Loop through user input with getchar

15.6k views Asked by At

I have written a small script to detect the full value from the user input with the getchar() function in C. As getchar() only returns the first character i tried to loop through it... The code I have tried myself is:

#include <stdio.h>

int main()
{
    char a = getchar();
    int b = strlen(a);

    for(i=0; i<b; i++) {
        printf("%c", a[i]);
    }
    return 0;
}

But this code does not give me the full value of the user input.

5

There are 5 answers

0
Sourav Ghosh On
  • Point 1: In your code, a is not of array type. you cannot use array subscript operator on that.

  • Point 2: In your code, strlen(a); is wrong. strlen() calculates the length of a string, i.e, a null terminated char array. You need to pass a pointer to a string to strlen().

  • Point 3: getchar() does not loop for itself. You need to put getchar() inside a loop to keep on reading the input.

  • Point 4: getchar() retruns an int. You should change the variable type accordingly.

  • Point 5: The recommended signature of main() is int main(void).

Keeping the above points in mind,we can write a pesudo-code, which will look something like

#include <stdio.h>
#define MAX 10

int main(void)                        // nice signature. :-)
{
    char arr[MAX]  = {0};            //to store the input
    int ret = 0;

    for(int i=0; i<MAX; i++)      //don't want to overrrun array
    {
      if ( (ret = getchar())!= EOF)  //yes, getchar() returns int
      {
            arr[i] = ret;
            printf("%c", arr[i]);
      }
      else
           ;//error handling
    }
    return 0;
}

See here LIVE DEMO

3
vinayawsm On

You can do looping part this way

int c;
while((c = getchar()) != '\n' && c != EOF)
{
    printf("%c", c);
}
0
too honest for this site On

getchar() returns int, not char. And it only returns one char per iteration. It returns, however EOF once input terminates.

You do not check for EOF (you actually cannot detect that instantly when getchar() to char).

a is a char, not an array, neither a string, you cannot apply strlen() to it.

strlen() returns size_t, which is unsigned.

Enable most warnings, your compiler wants to help you.

Sidenote: char can be signed or unsigned.

Read a C book!
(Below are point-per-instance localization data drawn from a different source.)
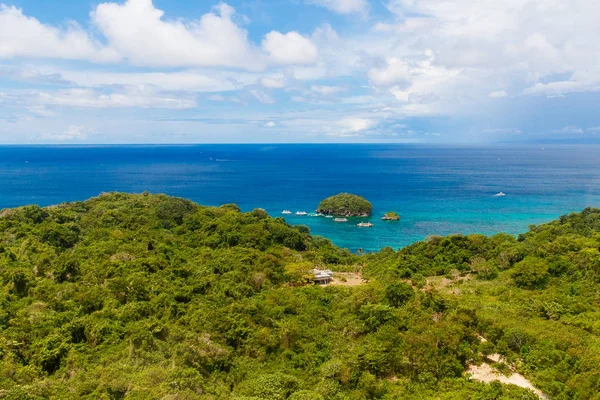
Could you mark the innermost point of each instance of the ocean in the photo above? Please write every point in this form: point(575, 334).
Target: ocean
point(436, 190)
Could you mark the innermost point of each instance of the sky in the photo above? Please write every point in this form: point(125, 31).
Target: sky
point(299, 71)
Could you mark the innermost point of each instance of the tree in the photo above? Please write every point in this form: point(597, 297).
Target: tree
point(398, 294)
point(531, 273)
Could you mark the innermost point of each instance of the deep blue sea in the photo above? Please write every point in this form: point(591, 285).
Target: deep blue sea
point(437, 190)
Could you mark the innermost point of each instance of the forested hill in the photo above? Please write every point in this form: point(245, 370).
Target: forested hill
point(153, 297)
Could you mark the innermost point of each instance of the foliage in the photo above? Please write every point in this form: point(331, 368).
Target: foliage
point(148, 296)
point(345, 204)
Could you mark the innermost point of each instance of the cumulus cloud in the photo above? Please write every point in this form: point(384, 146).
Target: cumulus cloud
point(502, 130)
point(289, 48)
point(129, 97)
point(273, 82)
point(354, 125)
point(23, 36)
point(569, 130)
point(343, 6)
point(72, 133)
point(498, 94)
point(262, 97)
point(326, 90)
point(138, 32)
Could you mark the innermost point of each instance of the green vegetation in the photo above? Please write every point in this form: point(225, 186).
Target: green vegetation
point(391, 216)
point(345, 204)
point(153, 297)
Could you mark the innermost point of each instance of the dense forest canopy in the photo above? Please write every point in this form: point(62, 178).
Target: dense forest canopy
point(345, 204)
point(153, 297)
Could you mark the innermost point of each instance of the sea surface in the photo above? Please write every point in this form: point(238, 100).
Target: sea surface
point(436, 190)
Your code is soo broken and you confused multiple basic concepts. - no offense!

For a starter, try this one:

#include <stdio.h>

int main(void)
{
    int ch;

    while ( 1 ) {

        ch = getchar();
    x:  if ( ch == EOF )     // done if input terminated
            break;

        printf("%c", ch);    // %c takes an int-argument!
    }

    return 0;
}

If you want to terminate on other strings, too, #include <string.h> and replace line x: by:

if ( ch == EOF || strchr("\n\r\33", ch) )
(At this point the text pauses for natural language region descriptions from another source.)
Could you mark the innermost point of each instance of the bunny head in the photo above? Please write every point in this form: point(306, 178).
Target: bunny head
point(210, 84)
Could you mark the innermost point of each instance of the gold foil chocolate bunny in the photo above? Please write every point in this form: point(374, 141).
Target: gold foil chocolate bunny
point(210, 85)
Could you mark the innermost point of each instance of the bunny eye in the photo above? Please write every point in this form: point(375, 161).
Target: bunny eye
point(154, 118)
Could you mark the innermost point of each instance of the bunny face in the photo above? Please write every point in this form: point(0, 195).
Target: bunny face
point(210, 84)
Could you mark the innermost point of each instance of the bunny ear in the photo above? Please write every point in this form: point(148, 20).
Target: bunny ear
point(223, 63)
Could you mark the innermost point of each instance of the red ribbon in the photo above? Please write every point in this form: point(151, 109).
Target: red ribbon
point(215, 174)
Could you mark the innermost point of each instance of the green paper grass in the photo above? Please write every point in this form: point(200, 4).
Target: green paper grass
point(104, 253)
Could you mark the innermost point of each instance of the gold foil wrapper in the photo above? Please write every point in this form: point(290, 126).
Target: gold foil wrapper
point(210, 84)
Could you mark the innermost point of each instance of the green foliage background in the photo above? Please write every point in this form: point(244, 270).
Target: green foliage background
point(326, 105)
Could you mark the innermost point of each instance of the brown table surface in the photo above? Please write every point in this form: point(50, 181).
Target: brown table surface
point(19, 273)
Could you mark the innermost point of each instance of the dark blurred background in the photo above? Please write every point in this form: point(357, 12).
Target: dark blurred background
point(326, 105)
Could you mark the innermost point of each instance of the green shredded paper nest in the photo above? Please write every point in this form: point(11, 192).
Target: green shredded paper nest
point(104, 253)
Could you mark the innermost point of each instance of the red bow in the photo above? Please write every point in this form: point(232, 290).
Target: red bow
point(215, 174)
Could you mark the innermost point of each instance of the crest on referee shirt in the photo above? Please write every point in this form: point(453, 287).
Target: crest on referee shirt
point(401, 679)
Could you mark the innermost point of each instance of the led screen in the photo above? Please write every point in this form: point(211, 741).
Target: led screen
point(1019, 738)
That will terminate if ch is one of the chars listed in the string literal (here: newline, return, ESCape). However, it will also match ther terminating '\0' (not sure if you can enter that anyway).

Storing that into an array is shown in good C books (at least you will learn how to do it yourself).

2
cip On

getchar() : get a char (one character) not a string like you want

use fgets() : get a string or gets()(Not recommended) or scanf() (Not recommended)
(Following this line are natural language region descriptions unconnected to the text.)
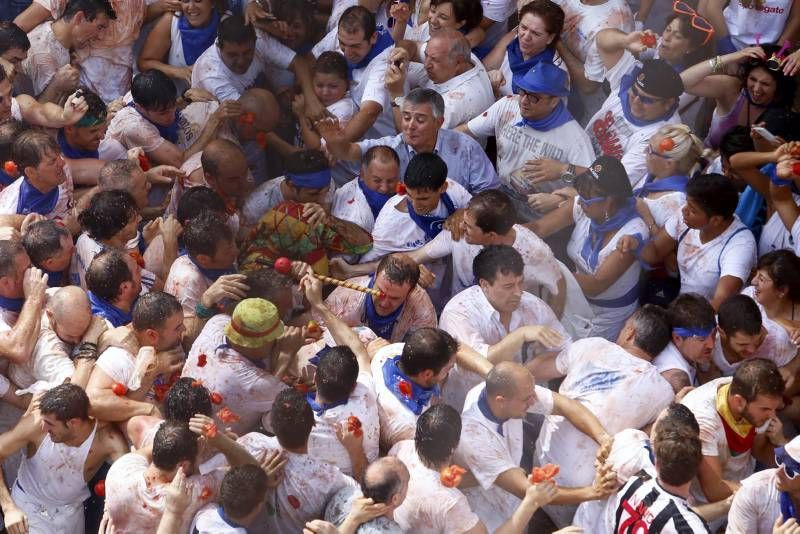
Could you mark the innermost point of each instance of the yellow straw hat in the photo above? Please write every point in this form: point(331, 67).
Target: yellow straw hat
point(255, 323)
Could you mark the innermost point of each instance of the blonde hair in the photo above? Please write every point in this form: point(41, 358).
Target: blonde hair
point(687, 148)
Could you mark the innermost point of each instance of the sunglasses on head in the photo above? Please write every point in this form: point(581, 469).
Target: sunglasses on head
point(697, 21)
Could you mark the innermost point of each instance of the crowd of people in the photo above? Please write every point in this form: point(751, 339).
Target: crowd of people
point(360, 266)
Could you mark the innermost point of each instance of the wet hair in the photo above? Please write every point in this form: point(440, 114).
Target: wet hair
point(739, 313)
point(108, 213)
point(291, 419)
point(497, 259)
point(438, 433)
point(42, 240)
point(65, 401)
point(426, 171)
point(173, 443)
point(714, 193)
point(783, 267)
point(757, 376)
point(153, 309)
point(154, 90)
point(185, 399)
point(107, 271)
point(336, 375)
point(243, 489)
point(427, 348)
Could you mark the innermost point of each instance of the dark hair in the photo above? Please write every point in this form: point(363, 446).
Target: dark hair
point(399, 269)
point(291, 419)
point(652, 329)
point(197, 200)
point(357, 18)
point(494, 259)
point(108, 213)
point(90, 9)
point(427, 348)
point(185, 399)
point(551, 14)
point(691, 310)
point(153, 309)
point(493, 211)
point(783, 267)
point(12, 36)
point(331, 62)
point(172, 444)
point(438, 434)
point(336, 375)
point(426, 171)
point(66, 401)
point(470, 11)
point(42, 240)
point(107, 271)
point(31, 146)
point(381, 152)
point(739, 313)
point(243, 489)
point(234, 30)
point(154, 90)
point(206, 233)
point(757, 376)
point(678, 456)
point(714, 193)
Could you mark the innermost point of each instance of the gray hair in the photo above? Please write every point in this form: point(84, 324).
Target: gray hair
point(426, 96)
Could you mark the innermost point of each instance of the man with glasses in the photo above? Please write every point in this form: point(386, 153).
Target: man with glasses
point(538, 140)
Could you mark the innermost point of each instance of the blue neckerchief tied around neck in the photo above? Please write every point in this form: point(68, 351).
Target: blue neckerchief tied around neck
point(483, 406)
point(519, 65)
point(420, 396)
point(106, 310)
point(382, 325)
point(31, 200)
point(670, 183)
point(375, 200)
point(195, 41)
point(431, 225)
point(597, 231)
point(73, 153)
point(384, 41)
point(170, 133)
point(558, 117)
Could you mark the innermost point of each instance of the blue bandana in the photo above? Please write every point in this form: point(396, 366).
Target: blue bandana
point(420, 396)
point(73, 153)
point(382, 325)
point(106, 310)
point(374, 199)
point(212, 274)
point(519, 65)
point(625, 86)
point(195, 41)
point(483, 406)
point(558, 117)
point(31, 200)
point(170, 133)
point(384, 41)
point(431, 224)
point(10, 304)
point(670, 183)
point(597, 231)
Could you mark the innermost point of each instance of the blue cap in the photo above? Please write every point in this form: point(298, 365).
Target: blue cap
point(545, 78)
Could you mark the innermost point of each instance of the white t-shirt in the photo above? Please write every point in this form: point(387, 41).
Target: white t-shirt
point(732, 253)
point(702, 403)
point(517, 145)
point(487, 454)
point(471, 319)
point(609, 317)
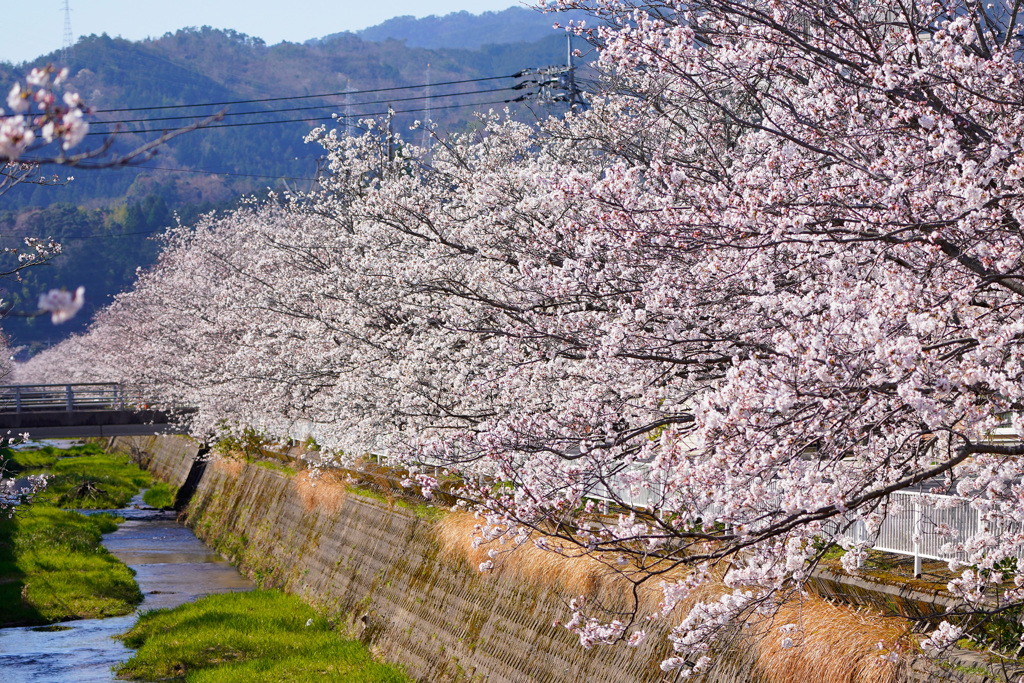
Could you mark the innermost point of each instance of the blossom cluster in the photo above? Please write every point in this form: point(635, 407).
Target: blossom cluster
point(37, 114)
point(769, 279)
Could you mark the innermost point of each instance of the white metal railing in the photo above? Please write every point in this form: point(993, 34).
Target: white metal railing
point(914, 524)
point(36, 397)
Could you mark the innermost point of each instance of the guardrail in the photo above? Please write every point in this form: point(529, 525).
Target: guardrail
point(914, 524)
point(38, 397)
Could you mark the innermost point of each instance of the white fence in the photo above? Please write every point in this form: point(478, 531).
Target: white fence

but first you need to allocate the size of the string : char S[50] or use a malloc ( #include<stdlib.h> ) :

char *S;
S=(char*)malloc(50);
0
Basile Starynkevitch On

It looks like you want to read a line (your question mentions a "full value" but you don't explain what that means).

You might simply use fgets for that purpose, with the limitation that you have to provide a fixed size line buffer (and handle - or ignore - the case when a line is larger than the buffer). So you would code

char linebuf[80];
memset (linebuf, 0, sizeof(linbuf)); // clear the buffer
char* lp = fgets(linebuf, sizeof(linebuf), stdin);
if (!lp) { 
  // handle end-of-file or error
}
else if (!strchr(lp, '\n')) {
  /// too short linebuf
}

If you are on a POSIX system (e.g. Linux or MacOSX), you could use getline (which dynamically allocates a buffer). If you want some line edition facility on Linux, consider also readline(3)

Avoid as a plague the obsolete gets

Once you have read a line into some buffer, you can parse it (e.g. using manual parsing, or sscanf -notice the useful %n conversion specification, and test the result count of sscanf-, or strtol(3) -notice that it can give you the ending pointer- etc...).